Insofar as being able to at least use the SSD that we have in our Helms, to get around the I/O hang, I took my SSD out and formatted it off another linux box. After I put it back in, I’ve been able to mount it and use it normally just fine.

l3nticular commented 1 year ago

@kkanatcit you will probably hit the hang at some point. Just be ready to power cycle it.

@dsigurds it also hangs with a dm-crypt volume on LVM. So it seems likely to be related to the armbian image in general since it also fails on a network share.

l3nticular commented 1 year ago

(LVM instructions are here, btw: https://reddit.com/r/HelmServerMods/comments/10pfcdf/setting_up_ssd/)

I didn’t have any issues setting up LVM or formatting, purely when doing huge data copies like that.

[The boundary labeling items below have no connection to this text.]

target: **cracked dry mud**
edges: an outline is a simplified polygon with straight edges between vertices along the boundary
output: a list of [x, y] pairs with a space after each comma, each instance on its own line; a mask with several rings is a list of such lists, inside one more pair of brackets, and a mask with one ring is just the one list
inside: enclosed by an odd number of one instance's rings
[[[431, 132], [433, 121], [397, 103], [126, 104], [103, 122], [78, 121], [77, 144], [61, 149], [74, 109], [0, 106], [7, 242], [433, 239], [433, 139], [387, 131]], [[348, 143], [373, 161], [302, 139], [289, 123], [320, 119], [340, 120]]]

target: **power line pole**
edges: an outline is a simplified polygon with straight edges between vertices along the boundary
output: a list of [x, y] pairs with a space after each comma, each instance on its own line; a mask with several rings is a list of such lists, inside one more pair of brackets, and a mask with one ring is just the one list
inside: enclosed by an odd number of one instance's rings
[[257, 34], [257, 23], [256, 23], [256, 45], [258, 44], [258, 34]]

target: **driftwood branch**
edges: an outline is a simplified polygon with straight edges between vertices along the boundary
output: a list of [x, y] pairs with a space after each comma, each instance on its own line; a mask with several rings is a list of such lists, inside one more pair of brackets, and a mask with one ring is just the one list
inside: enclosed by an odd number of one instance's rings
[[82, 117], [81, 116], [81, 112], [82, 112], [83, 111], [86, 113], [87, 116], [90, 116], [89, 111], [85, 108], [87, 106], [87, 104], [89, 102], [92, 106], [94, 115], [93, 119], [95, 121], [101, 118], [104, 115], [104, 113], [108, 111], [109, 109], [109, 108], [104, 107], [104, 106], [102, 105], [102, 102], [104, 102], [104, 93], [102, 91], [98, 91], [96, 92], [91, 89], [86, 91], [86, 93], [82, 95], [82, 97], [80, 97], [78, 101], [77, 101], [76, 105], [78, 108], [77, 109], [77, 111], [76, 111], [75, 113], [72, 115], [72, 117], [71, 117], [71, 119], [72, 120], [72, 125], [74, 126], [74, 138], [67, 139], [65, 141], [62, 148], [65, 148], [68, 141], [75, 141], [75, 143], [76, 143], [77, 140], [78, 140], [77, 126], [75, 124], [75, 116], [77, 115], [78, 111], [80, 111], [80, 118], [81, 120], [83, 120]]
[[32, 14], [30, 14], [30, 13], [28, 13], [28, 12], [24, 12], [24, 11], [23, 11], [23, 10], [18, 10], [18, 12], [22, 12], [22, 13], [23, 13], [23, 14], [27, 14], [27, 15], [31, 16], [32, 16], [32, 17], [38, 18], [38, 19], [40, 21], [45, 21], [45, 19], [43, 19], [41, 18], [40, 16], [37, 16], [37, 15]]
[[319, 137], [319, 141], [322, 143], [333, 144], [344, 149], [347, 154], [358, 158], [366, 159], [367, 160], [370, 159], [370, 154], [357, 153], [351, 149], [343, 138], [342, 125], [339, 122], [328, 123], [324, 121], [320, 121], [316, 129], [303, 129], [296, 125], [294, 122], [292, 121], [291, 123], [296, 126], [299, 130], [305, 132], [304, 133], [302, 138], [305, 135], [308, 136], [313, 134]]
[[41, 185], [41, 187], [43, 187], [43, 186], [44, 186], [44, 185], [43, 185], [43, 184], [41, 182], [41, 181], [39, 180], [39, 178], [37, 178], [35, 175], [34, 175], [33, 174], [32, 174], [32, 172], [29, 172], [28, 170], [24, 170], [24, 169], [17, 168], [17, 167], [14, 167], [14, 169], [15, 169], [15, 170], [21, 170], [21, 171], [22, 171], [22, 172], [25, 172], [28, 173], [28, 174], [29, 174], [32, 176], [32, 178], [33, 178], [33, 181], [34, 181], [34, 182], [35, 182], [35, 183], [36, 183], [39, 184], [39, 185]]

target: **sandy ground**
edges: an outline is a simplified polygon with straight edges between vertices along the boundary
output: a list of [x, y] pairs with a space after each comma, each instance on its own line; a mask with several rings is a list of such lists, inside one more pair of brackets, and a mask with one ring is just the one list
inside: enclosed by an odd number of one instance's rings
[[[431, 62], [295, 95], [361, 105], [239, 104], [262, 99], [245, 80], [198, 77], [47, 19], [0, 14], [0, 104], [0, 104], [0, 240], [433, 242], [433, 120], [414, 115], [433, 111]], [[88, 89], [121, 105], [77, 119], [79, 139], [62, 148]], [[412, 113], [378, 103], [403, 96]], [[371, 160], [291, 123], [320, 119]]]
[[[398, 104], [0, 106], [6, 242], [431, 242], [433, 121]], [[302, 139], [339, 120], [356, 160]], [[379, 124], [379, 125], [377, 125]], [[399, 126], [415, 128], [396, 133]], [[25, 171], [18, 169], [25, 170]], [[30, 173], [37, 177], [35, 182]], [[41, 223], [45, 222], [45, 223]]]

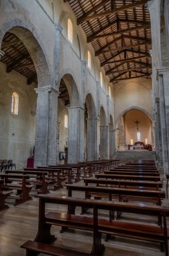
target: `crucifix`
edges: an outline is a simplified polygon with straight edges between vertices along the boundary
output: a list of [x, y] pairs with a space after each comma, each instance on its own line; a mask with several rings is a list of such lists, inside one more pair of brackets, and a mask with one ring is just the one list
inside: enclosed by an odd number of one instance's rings
[[140, 123], [140, 122], [137, 119], [136, 121], [134, 122], [134, 123], [136, 123], [137, 130], [138, 131], [138, 129], [139, 129], [138, 124], [139, 124], [139, 123]]

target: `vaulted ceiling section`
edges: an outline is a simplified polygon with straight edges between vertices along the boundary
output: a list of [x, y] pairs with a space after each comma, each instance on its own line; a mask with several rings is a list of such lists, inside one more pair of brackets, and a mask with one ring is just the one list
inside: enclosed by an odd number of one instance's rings
[[68, 2], [110, 82], [150, 77], [152, 37], [148, 0]]

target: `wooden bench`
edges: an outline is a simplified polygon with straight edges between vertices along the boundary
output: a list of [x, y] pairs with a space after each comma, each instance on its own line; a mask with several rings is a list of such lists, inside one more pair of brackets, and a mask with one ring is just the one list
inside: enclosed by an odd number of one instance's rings
[[160, 177], [156, 176], [144, 176], [144, 175], [127, 175], [127, 174], [106, 174], [99, 173], [95, 174], [97, 179], [123, 179], [129, 181], [160, 181]]
[[[20, 174], [29, 174], [29, 177], [32, 178], [31, 180], [29, 181], [29, 184], [35, 187], [35, 189], [32, 191], [34, 191], [38, 193], [38, 194], [46, 194], [50, 193], [48, 190], [48, 186], [51, 184], [54, 183], [53, 181], [46, 180], [46, 175], [48, 174], [48, 172], [44, 170], [43, 171], [37, 171], [37, 169], [32, 170], [5, 170], [5, 173], [17, 173]], [[32, 179], [32, 178], [34, 179]]]
[[162, 199], [165, 198], [165, 192], [156, 190], [131, 189], [125, 188], [85, 186], [81, 185], [68, 184], [68, 196], [72, 196], [72, 191], [85, 192], [85, 197], [89, 199], [91, 196], [96, 198], [105, 197], [110, 201], [113, 198], [121, 200], [140, 201], [155, 203], [161, 205]]
[[5, 191], [3, 189], [3, 180], [0, 179], [0, 211], [9, 208], [9, 206], [5, 204], [5, 201], [13, 191]]
[[36, 255], [37, 253], [42, 253], [54, 256], [89, 256], [91, 255], [30, 240], [23, 244], [21, 247], [26, 249], [27, 256], [35, 255], [35, 253]]
[[143, 175], [143, 176], [156, 176], [160, 177], [160, 173], [158, 172], [149, 172], [144, 171], [139, 171], [139, 170], [104, 170], [104, 173], [106, 174], [111, 174], [112, 173], [115, 173], [116, 174], [126, 174], [126, 175]]
[[[38, 231], [34, 240], [35, 242], [50, 244], [54, 241], [56, 237], [51, 234], [50, 230], [52, 225], [56, 225], [82, 230], [85, 232], [92, 232], [93, 239], [91, 253], [96, 255], [102, 255], [104, 252], [105, 247], [101, 243], [101, 234], [105, 233], [113, 236], [158, 243], [161, 245], [161, 249], [164, 247], [166, 256], [168, 256], [168, 234], [169, 230], [166, 226], [166, 217], [169, 216], [168, 207], [147, 205], [143, 203], [139, 205], [99, 201], [66, 197], [54, 197], [50, 195], [40, 195], [39, 197]], [[93, 209], [93, 212], [91, 216], [56, 212], [46, 214], [46, 203], [64, 205], [67, 205], [68, 208], [71, 208], [72, 206], [90, 207]], [[57, 207], [55, 209], [57, 209]], [[140, 224], [140, 222], [132, 222], [132, 220], [127, 222], [112, 220], [109, 218], [103, 219], [98, 213], [100, 210], [104, 210], [108, 212], [119, 211], [149, 216], [159, 216], [160, 215], [162, 218], [162, 226], [150, 225], [147, 222]], [[21, 245], [21, 247], [27, 249], [27, 255], [34, 255], [33, 253], [31, 254], [33, 251], [30, 248], [31, 247], [27, 246], [27, 247], [24, 244]], [[50, 254], [50, 249], [52, 250], [52, 248], [48, 245], [47, 254]], [[34, 249], [34, 250], [35, 249]], [[43, 252], [43, 247], [40, 247], [37, 251], [36, 249], [33, 251], [38, 252], [38, 254], [40, 252]], [[52, 255], [54, 254], [52, 253]]]
[[[8, 198], [15, 199], [15, 205], [32, 199], [32, 197], [30, 196], [30, 192], [33, 185], [26, 184], [27, 180], [30, 179], [28, 175], [15, 173], [1, 173], [0, 177], [4, 179], [3, 190], [6, 190], [7, 191], [11, 189], [17, 191], [16, 194], [8, 197]], [[19, 181], [19, 183], [18, 181]], [[13, 184], [13, 182], [15, 182], [15, 183]], [[19, 184], [19, 183], [21, 183], [21, 184]]]
[[129, 187], [137, 187], [137, 188], [144, 188], [144, 189], [153, 189], [159, 190], [159, 189], [162, 187], [162, 183], [158, 181], [123, 181], [123, 180], [111, 180], [106, 179], [96, 179], [96, 178], [89, 178], [84, 179], [84, 182], [85, 185], [88, 186], [89, 184], [97, 184], [97, 186], [100, 185], [103, 186], [111, 185], [111, 186], [117, 186], [118, 187], [127, 188]]

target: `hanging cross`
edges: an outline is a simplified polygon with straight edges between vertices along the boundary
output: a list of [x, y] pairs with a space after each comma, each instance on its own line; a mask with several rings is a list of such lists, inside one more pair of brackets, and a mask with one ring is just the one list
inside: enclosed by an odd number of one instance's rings
[[134, 122], [134, 123], [136, 123], [137, 130], [138, 130], [138, 124], [139, 124], [139, 123], [140, 123], [140, 122], [137, 119], [136, 121]]

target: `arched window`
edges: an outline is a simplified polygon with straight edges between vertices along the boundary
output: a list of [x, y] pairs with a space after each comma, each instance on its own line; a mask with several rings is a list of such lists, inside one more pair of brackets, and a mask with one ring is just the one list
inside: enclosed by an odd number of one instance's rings
[[103, 88], [103, 75], [101, 71], [100, 72], [100, 80], [101, 80], [101, 87]]
[[72, 23], [68, 19], [68, 40], [72, 44]]
[[91, 55], [90, 51], [87, 51], [87, 65], [91, 69]]
[[11, 113], [18, 115], [19, 96], [16, 92], [13, 92], [11, 98]]
[[68, 115], [64, 115], [64, 128], [68, 128]]
[[110, 86], [109, 86], [109, 96], [111, 98], [111, 88], [110, 88]]

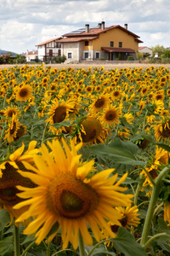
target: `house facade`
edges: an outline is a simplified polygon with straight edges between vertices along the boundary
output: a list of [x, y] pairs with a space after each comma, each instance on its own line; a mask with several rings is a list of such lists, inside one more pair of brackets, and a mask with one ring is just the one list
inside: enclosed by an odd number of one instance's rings
[[60, 38], [50, 39], [48, 41], [37, 44], [38, 59], [42, 61], [52, 61], [54, 56], [61, 55]]
[[26, 56], [26, 62], [35, 61], [35, 60], [38, 59], [37, 50], [28, 51], [27, 49], [26, 53], [23, 55]]
[[122, 60], [128, 56], [136, 59], [139, 51], [139, 37], [124, 27], [116, 25], [105, 26], [105, 21], [96, 27], [84, 28], [64, 34], [56, 40], [60, 44], [61, 55], [66, 56], [67, 62], [80, 62], [84, 60]]
[[151, 49], [147, 46], [140, 46], [139, 47], [139, 52], [142, 52], [145, 55], [152, 56], [153, 51]]

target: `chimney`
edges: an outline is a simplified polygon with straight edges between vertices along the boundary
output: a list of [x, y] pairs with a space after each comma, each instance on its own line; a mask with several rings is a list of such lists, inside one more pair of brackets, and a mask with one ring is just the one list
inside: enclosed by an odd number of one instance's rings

l3nticular commented 1 year ago

It’s interesting that it always fails around 3GB when the free ram on a base install is also about 3GB. Perhaps the file system caching is not able to keep up and exhausts the ram?

l3nticular commented 1 year ago

It’s definitely related to the file system cache. Adding flag to dd to bypass the cache works:

root@helm:~# dd if=/dev/zero of=/mnt/test/data4.dd bs=1M count=8000 oflag=direct
8000+0 records in
8000+0 records out
8388608000 bytes (8.4 GB, 7.8 GiB) copied, 23.5282 s, 357 MB/s

Note the oflag=direct.

l3nticular commented 1 year ago

Setting the file system mount as “sync” does not fix the problem. The cache still grows during the copy without the direct flag. Bad: 6A25EB1A-C5A2-48DB-8ECC-9B6CB9AFD532

good: ABE661C5-AA03-4531-972F-26CEBE46DEFA

dsigurds commented 1 year ago

The issue corresponds to the version of u-boot used. I'll be releasing a new build with a fix relatively soon. Thanks for all the reporting on it and work in trying to diagnose the issue.

dsigurds commented 1 year ago

This issue has been resolved with this image: https://github.com/HelmSecure/armbian-images/releases/download/v22.11.2-build-48/Armbian_22.11.2-build-48_Helm-v2a_bullseye_legacy_4.4.213_minimal.img

Unfortunately, the package update doesn't work to update u-boot and so a full image reflash is required to get the fix. Make sure to backup any data so you can restore after the reflash.

krioso commented 1 year ago

Is there a reason why the 4.4 kernel is being used? Is there or will there be a way to use a newer kernel? The 4.4. kernel is past end of life.

elyk53 commented 1 year ago

Reflashed and confirmed that this fixes the disk issues. Thanks for the fix!